Natürlich: Die meisten von uns sind irgendwann in die eine oder andere Falle des Patriarchats gestolpert: die Erwartung, dass man unbedingt einen Partner haben muss. Dass man für ihn Dinge aufgeben sollte. Und dann die ganze Sache mit den Kindern... Aber jede Frau, die ich kenne, versucht redlich, diese Fallen zu umgehen. Oder wieder aus ihnen hinaus zu kriechen. Wir alle wursteln uns durch – mal besser, mal weniger gut.

Leider sieht Frau Mika genau, was wir schlecht machen. Wie wir es besser machen könnten, darauf weiss nur wenige Antworten.

26
Okt
2011

Schwerhörig Musik hören

Eins muss ich vorausschicken: Wenn ich über meine Schwerhörigkeit klage, dann jammere ich auf hohem Niveau. Auf dem linken Ohr habe ich zwar mindestens 20 Dezibel Hörverlust auf allen Frequenzen. Aber auf dem rechten habe ich an guten Tagen immer noch das Glück eines tiptopen Gehörs. Nur an schlechten Tagen zerbröseln mir auch auf dem rechten Ohr die Bassriffs. Tiefton-Schwerhörigkeit. Typische Begleiterscheinung einer Menière-Erkrankung. Und nach einer Krise klingen manchmal alle Töne so verzerrt, dass ich tagelang die Jingles auf Radio DRS nicht wiedererkenne.

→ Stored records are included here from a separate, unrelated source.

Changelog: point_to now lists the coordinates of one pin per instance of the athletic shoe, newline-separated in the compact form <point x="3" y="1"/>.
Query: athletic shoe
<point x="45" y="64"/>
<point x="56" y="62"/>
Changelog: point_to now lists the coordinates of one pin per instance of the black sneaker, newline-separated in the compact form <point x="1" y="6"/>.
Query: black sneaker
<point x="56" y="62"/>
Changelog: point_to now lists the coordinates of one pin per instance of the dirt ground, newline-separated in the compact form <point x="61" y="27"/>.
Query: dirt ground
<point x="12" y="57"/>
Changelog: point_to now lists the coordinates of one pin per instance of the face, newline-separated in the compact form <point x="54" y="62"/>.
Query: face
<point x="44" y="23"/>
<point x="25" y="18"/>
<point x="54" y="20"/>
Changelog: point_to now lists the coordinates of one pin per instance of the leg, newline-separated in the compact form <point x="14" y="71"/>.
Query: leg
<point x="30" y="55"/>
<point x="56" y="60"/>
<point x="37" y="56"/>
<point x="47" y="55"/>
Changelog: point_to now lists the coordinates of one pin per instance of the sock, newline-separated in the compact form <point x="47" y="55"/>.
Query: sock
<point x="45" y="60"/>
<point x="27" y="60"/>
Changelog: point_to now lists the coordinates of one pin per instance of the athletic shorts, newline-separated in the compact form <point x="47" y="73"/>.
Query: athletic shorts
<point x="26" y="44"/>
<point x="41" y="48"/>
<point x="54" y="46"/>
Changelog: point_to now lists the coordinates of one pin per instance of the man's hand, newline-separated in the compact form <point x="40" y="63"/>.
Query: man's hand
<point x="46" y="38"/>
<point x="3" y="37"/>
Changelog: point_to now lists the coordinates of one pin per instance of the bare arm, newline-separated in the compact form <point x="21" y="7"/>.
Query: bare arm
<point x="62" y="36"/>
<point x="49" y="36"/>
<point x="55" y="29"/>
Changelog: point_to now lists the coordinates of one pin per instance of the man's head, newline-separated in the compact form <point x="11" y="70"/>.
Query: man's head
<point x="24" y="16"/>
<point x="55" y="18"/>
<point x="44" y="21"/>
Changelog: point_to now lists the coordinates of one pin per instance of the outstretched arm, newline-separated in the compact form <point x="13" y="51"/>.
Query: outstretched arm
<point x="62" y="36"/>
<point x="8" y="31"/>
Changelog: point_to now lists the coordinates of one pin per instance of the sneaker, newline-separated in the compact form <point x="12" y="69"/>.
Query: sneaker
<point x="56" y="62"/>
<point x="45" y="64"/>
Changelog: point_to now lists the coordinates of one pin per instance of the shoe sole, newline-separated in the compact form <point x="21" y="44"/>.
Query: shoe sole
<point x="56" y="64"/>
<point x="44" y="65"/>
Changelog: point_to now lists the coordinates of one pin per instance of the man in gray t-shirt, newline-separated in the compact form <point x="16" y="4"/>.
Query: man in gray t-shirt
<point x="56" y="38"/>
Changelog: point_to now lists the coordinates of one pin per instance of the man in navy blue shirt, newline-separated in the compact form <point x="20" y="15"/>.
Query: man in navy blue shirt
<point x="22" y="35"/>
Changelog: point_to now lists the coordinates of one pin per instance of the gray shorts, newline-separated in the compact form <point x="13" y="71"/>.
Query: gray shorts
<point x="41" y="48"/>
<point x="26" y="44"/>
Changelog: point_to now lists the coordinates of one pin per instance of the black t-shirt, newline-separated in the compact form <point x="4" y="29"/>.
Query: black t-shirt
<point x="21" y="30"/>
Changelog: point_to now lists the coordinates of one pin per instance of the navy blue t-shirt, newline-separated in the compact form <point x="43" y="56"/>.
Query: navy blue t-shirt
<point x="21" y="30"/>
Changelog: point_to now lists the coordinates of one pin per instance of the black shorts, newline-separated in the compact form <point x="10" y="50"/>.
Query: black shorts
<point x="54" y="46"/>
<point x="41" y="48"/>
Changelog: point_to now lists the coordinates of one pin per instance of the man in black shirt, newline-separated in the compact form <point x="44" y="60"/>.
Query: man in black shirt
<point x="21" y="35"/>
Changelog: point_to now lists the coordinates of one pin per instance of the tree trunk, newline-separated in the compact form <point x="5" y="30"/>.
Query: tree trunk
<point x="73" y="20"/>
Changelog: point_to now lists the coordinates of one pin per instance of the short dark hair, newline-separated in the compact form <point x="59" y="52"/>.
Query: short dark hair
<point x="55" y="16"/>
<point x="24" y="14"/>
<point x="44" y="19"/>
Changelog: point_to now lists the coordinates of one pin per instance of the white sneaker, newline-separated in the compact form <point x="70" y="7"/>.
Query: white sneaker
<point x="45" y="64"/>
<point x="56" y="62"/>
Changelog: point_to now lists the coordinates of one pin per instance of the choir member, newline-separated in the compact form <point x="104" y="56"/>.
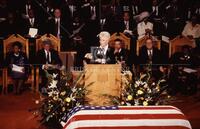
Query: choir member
<point x="144" y="28"/>
<point x="18" y="65"/>
<point x="192" y="29"/>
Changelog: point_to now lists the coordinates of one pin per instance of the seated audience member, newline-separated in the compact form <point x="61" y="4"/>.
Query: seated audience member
<point x="153" y="57"/>
<point x="48" y="59"/>
<point x="179" y="79"/>
<point x="18" y="65"/>
<point x="144" y="28"/>
<point x="103" y="54"/>
<point x="120" y="54"/>
<point x="196" y="53"/>
<point x="192" y="29"/>
<point x="30" y="22"/>
<point x="10" y="25"/>
<point x="128" y="24"/>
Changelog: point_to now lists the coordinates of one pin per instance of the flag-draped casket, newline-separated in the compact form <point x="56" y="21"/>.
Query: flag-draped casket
<point x="125" y="117"/>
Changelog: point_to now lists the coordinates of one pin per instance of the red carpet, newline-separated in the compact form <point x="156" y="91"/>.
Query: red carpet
<point x="14" y="112"/>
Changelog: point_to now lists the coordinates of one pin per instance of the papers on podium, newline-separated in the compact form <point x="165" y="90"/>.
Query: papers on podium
<point x="33" y="32"/>
<point x="16" y="68"/>
<point x="189" y="70"/>
<point x="165" y="39"/>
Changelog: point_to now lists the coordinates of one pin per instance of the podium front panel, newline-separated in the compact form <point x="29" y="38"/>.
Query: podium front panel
<point x="106" y="82"/>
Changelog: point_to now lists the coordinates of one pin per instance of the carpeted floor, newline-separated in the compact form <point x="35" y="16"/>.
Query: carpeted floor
<point x="15" y="114"/>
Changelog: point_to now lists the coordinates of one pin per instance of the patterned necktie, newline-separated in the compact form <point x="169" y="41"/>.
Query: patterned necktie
<point x="56" y="27"/>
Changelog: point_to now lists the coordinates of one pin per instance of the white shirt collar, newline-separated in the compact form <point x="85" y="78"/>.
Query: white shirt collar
<point x="105" y="49"/>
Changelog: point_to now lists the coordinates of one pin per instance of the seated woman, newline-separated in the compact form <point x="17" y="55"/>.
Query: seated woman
<point x="18" y="65"/>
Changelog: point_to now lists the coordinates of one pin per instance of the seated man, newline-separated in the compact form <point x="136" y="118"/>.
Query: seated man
<point x="144" y="28"/>
<point x="151" y="56"/>
<point x="181" y="80"/>
<point x="18" y="65"/>
<point x="48" y="59"/>
<point x="103" y="54"/>
<point x="120" y="54"/>
<point x="192" y="29"/>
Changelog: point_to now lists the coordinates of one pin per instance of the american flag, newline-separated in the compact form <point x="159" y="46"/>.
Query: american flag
<point x="125" y="117"/>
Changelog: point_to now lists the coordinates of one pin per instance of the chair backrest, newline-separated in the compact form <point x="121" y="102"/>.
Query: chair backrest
<point x="177" y="43"/>
<point x="125" y="40"/>
<point x="141" y="42"/>
<point x="54" y="40"/>
<point x="7" y="44"/>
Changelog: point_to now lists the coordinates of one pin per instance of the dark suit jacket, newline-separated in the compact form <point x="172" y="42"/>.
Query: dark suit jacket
<point x="157" y="57"/>
<point x="123" y="55"/>
<point x="41" y="57"/>
<point x="51" y="27"/>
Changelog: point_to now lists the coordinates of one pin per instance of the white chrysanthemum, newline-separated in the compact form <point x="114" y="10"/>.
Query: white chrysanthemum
<point x="55" y="75"/>
<point x="53" y="84"/>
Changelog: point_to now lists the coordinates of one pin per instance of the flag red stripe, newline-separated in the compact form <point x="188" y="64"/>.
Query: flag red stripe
<point x="147" y="107"/>
<point x="138" y="127"/>
<point x="125" y="116"/>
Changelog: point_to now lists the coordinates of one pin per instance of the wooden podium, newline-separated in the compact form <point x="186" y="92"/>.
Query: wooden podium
<point x="106" y="79"/>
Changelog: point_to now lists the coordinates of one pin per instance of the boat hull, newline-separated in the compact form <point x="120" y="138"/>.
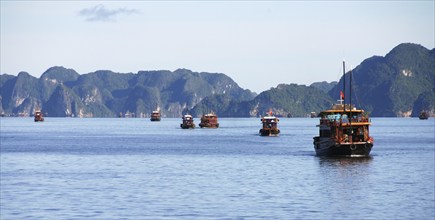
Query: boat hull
<point x="208" y="125"/>
<point x="269" y="132"/>
<point x="330" y="148"/>
<point x="187" y="126"/>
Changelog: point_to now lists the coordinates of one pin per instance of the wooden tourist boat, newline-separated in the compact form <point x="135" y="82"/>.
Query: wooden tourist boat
<point x="209" y="121"/>
<point x="270" y="125"/>
<point x="39" y="117"/>
<point x="187" y="122"/>
<point x="343" y="130"/>
<point x="155" y="116"/>
<point x="423" y="115"/>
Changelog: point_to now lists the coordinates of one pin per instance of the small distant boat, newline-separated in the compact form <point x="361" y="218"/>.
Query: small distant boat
<point x="187" y="122"/>
<point x="343" y="130"/>
<point x="39" y="117"/>
<point x="155" y="116"/>
<point x="209" y="121"/>
<point x="270" y="125"/>
<point x="423" y="115"/>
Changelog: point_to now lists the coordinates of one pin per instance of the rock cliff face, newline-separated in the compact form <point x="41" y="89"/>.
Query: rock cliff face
<point x="62" y="92"/>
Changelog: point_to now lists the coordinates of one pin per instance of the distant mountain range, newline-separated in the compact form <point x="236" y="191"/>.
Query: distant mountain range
<point x="399" y="84"/>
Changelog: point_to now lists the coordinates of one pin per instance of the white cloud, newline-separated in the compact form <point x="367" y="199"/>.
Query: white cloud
<point x="101" y="13"/>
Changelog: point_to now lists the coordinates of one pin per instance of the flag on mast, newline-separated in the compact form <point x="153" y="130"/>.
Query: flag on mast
<point x="341" y="95"/>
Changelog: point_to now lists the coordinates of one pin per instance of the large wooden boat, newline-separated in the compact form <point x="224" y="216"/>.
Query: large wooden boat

An solchen Tagen stellen ich mir jeweils die Frage: Kann ich die Erinnerung an Musik irgendwie konservieren? Werde ich es so weit bringen, dass ich im Kopf Musik hören kann, wenn ich einmal taub bin?

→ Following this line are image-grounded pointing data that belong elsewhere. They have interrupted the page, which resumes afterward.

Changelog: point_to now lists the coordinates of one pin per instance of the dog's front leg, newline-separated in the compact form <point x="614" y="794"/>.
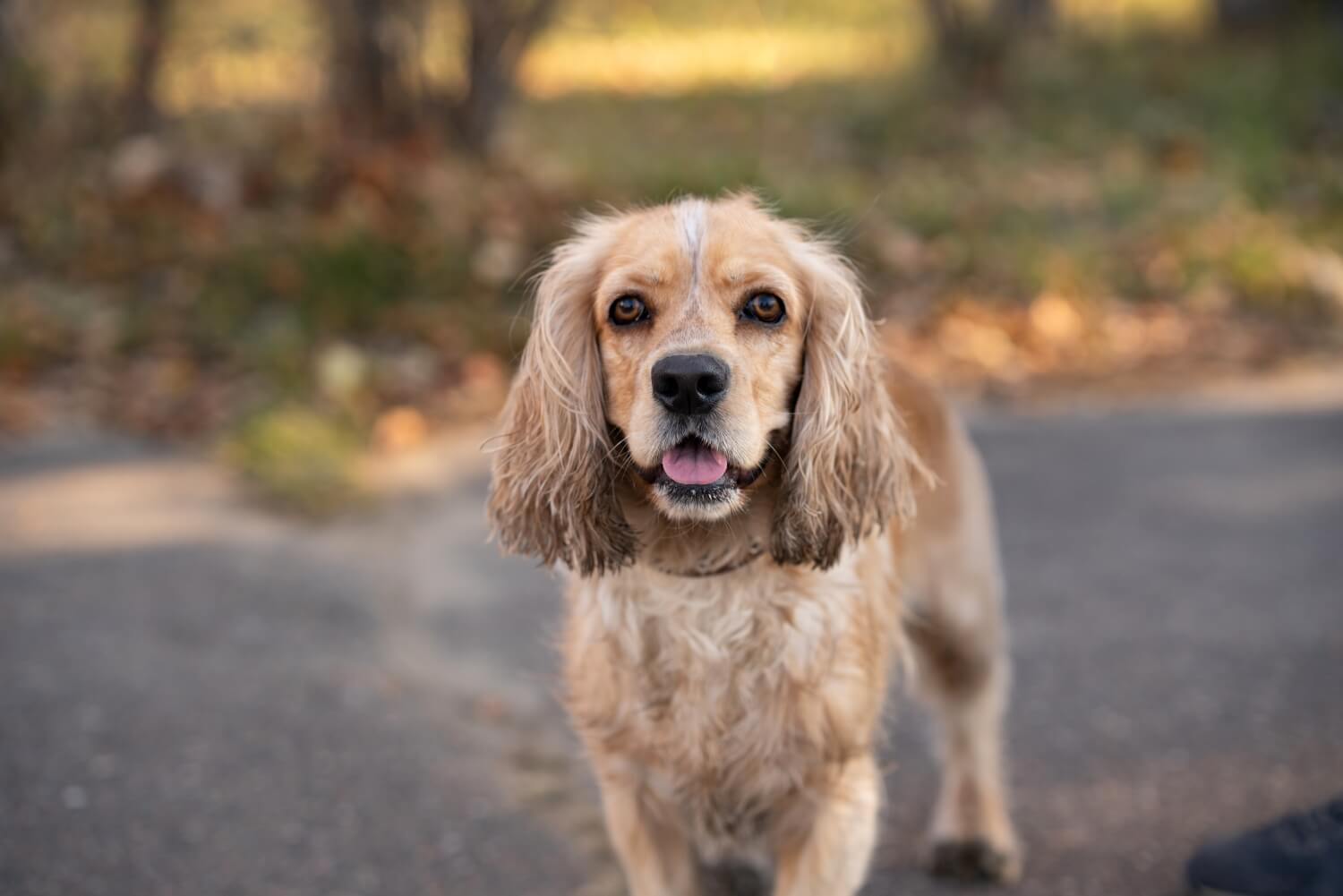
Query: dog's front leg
<point x="654" y="852"/>
<point x="832" y="856"/>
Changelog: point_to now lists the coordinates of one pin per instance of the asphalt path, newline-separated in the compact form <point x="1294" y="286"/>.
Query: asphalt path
<point x="198" y="699"/>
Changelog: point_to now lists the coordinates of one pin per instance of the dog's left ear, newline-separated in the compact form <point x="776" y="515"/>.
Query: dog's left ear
<point x="553" y="487"/>
<point x="849" y="464"/>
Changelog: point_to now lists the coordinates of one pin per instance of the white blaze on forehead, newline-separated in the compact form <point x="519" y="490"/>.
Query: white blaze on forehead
<point x="692" y="219"/>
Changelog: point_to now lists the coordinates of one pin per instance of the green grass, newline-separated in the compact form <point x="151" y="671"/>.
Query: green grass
<point x="1151" y="168"/>
<point x="297" y="460"/>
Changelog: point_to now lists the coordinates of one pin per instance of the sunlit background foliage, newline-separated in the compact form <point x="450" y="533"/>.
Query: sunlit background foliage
<point x="274" y="222"/>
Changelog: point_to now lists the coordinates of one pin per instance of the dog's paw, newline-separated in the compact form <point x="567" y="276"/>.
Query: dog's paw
<point x="974" y="861"/>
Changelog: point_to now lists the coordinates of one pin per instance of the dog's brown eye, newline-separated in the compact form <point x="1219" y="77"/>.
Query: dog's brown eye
<point x="766" y="308"/>
<point x="629" y="309"/>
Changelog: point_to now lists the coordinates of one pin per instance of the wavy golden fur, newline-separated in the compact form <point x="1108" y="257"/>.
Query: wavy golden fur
<point x="730" y="640"/>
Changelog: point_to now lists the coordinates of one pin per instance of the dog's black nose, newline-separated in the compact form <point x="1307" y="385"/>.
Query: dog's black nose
<point x="690" y="383"/>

Einige von Euch werden mich jetzt auf Oliver Sacks verweisen. Er beschreibt in "Der einarmige Pianist" Menschen, die nach einer Ertaubung ganze Sinfonien hörten. Gerade so, als würden sie sich in ihrem Hirn von selber abspielen.

Aber mein Gehirn funktioniert nicht so. Jedenfalls bis jetzt nicht. Mein Gehirn erinnert sich nur an Songfetzen - die mir DJ Philemon dann auch wiederholt - oft genug als müdes Geleier. Niemals ist das so schön wie richtig Musik hören. Und wenn ich nur schon herauszufinden will, wie der ganze Song geht, bedarf es einer Willensanstrengung. Ich habe das Phänomen hier beschrieben.

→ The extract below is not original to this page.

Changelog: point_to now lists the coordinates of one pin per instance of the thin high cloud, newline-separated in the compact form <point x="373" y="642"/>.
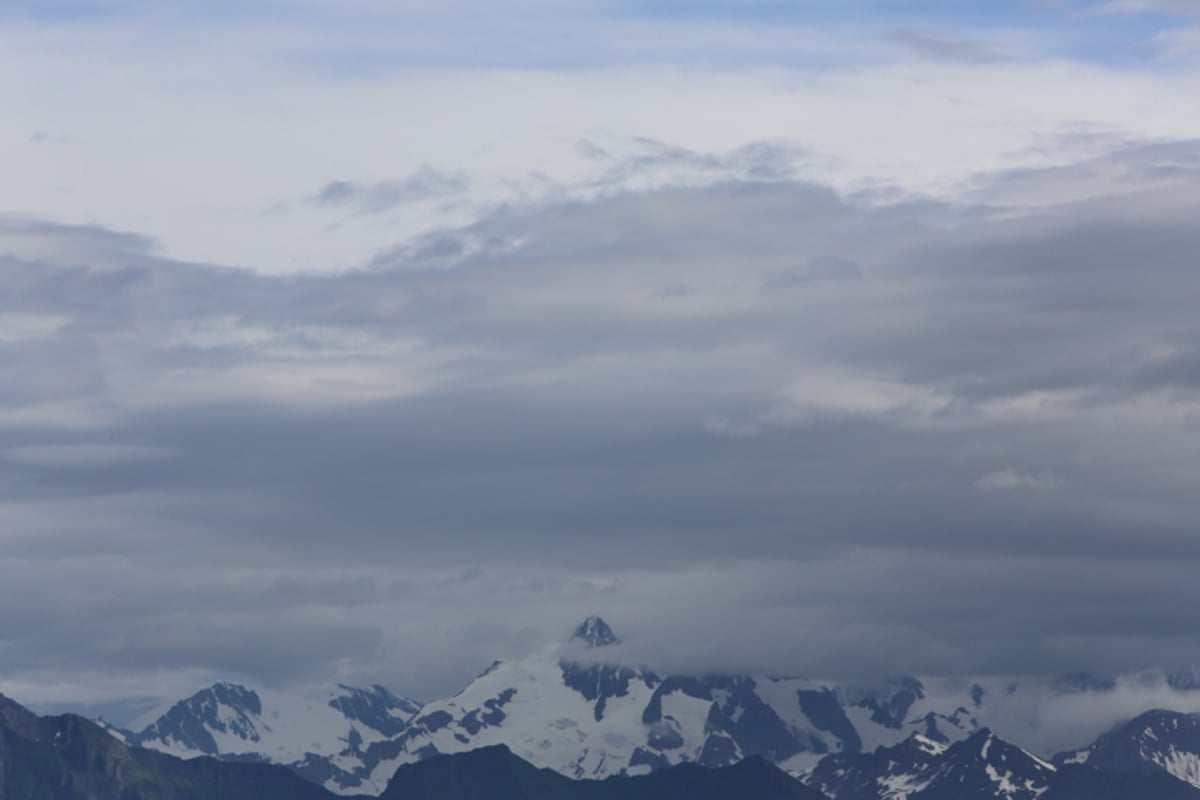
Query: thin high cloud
<point x="841" y="410"/>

Ja. Wenn ich Musik höre, bin ich dem lieben Gott nahe. Aber wenn ich Musik verstehen oder gar machen soll, schwanke ich zwischen Begriffsstutzigkeit und Pedanterie. Obwohl ich Noten lesen kann und einmal leidlich Gitarre gespielt habe. Nichts finde ich so langweilig wie Takte zählen oder Riffs memorieren.

Immerhin habe ich mittlerweile herausgefunden, dass nicht alle Popsongs im Viervierteltakt geschrieben sind. Der hier hat zum Beispiel einen Fünfvierteltakt im Hauptteil. Glaube ich jedenfalls. Hübsch.



Und neulich war ich auf dem Nachhauseweg vom Büro. Ich ging gerade am Garten von Frau Kurzhubermüller vorbei. Da hörte ich plötzlich einen Fetzen von Miles Away von The Young Gods. In meinem Kopf. Diesen weichen Gitarrensound, diese biegsame Stimme. In ihrer ganzen Intensität.

Vielleicht geht es doch.

22
Okt
2011

Was soll ich tun?

Eigentlich wären wir unterwegs in die Ostschweiz - zu meinem Bruder. Er hat uns schon vor längerer Zeit eingeladen. Aber ich musste absagen. Meine Ohren schwächeln. Viel Stress im Büro dieser Tage. Da liegt keine lange Zugfahrt drin, kein Übernachten auswärts. Da muss ich auf meine innere Stimme hören. Sie sagt: Bleib zu Hause und sammle Deine Kräfte.

Irgendwo habe ich gelesen, dass sich chronisch Kranke häufig total von ihrer Umwelt zurückziehen. Der Autor hatte wenig Verständnis für solches Gebaren. Gerade kranke Menschen sollten ihre Situation nicht noch erschweren, indem sie sich isolierten, schien der Subtext zu lauten. Wahrscheinlich hat er noch nie einen Hörsturz in einem Zug gehabt. Hat noch nie erlebt, wie der Lärm des Zugs immer gurgeliger wird. Oder eine Turmarkin-Attacke auf dem Trottoir mitten in der Nacht gleich neben dem Fussgängerstreifen. Hier habe ich beschrieben, wie sich das anfühlt.

Bei Mia habe ich einmal eine gute Erklärung für Laien darüber gelesen, warum die Einsamkeit oft die anhänglichste Begleiterin einer chronisch erkrankten Person ist.

Nun habe ich ein freies Wochenende vor mir. Herr T. ist auch hier. Er hat sich erstaunlich gelassen seinem Schicksal gefügt. Jetzt lautet die Frage: Was soll ich tun? Was sollen wir tun?

Dazu schweigt meine innere Stimme.

Oh, verdammt! Ich wünschte, ich könnte reisen!